A week later I found out from his nephew and niece that he passed soon after going to hospital. They were both outraged by how he was conned by that monk in China and had insisted on going despite everyone’s disapproval. ‘But was he happy?’ I asked. Hope springs eternal and to drink from it soothes the spirit and mind. Surgery and chemotherapy might prolong death rather than prolong life. What’s done is done and it is what it is. May he rest in peace.
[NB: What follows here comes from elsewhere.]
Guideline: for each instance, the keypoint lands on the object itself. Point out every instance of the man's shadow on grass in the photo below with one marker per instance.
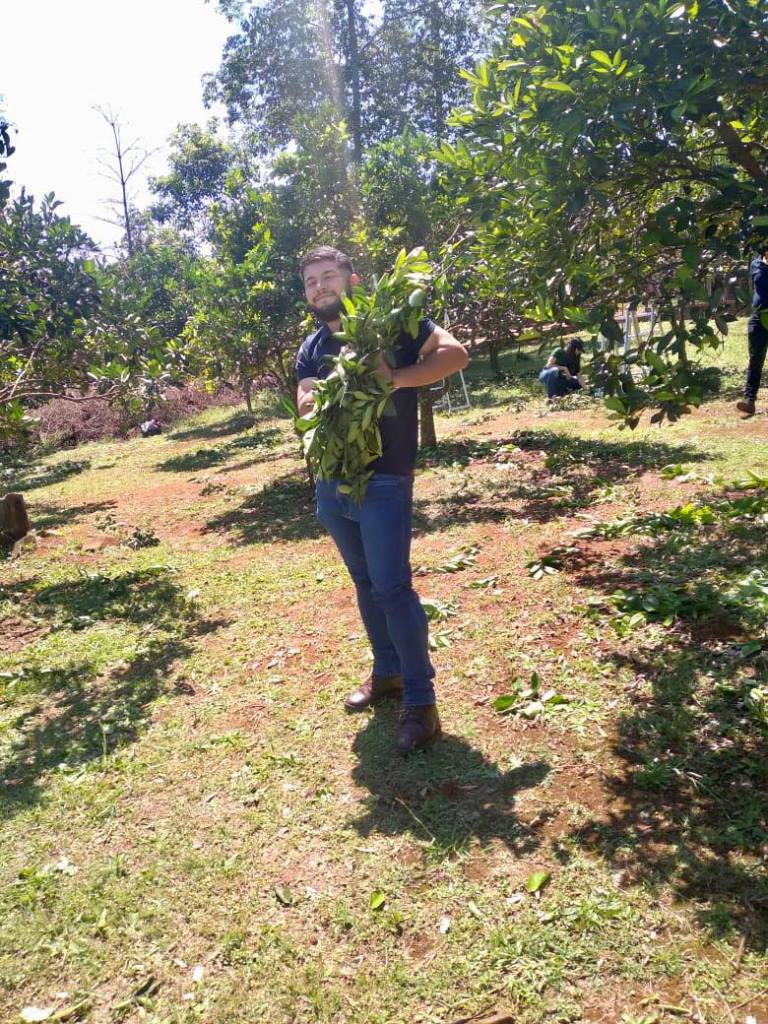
(72, 718)
(446, 796)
Not long ago I had my first child. He is the most beautiful thing that has ever happened to me. Please forgive the emotional torrent from a then first time parent. He is extremely attached to his grandmother. When my own father saw this, he started reminiscing about his childhood and how he was equally attached to his ah-ma (caretaker). He told us how he would cry and hold on to his ah-ma’s leg every evening when it was time for her to go home. Let’s just say my father did not have very loving parents so his ah-ma was the only source of parental love. He recalled how as a young man, he could not sleep for 3 weeks after learning of his ah-ma’s passing.

I looked at my dad, white hair, balding, overweight, moving slowly and gingerly from fighting the many disease that he has and saw him transported back to the time when he was a laughing, jumping 3 year old boy. Where did all that time go? When did my dad become so old? The confrontation with mortality is a cold thing.

So now when I see my 3 year old boy jumping and laughing I think to myself ‘I used to be like that’. When I see my elderly father struggling to get out of the car I think to myself ‘He used to be like that’. Then I think back to my childhood and I ask myself ‘What happened? How did I get so old?’

The realisation of our own mortality is a powerful thing. It can depress us or it can inspire us.  Through it all, the universe keeps spinning regardless of our struggles that seem so significant to us and probably only us; regardless of how we are remembered or forgotten by posterity. I would like to end off with a quote from a most unlikely of sages, my son’s hero and quickly becoming mine too. The old Turtle Kung Fu Master from the Kung Fu Panda cartoon said ‘Yesterday is history, tomorrow is a mystery, today is a gift that is why it is called the present.’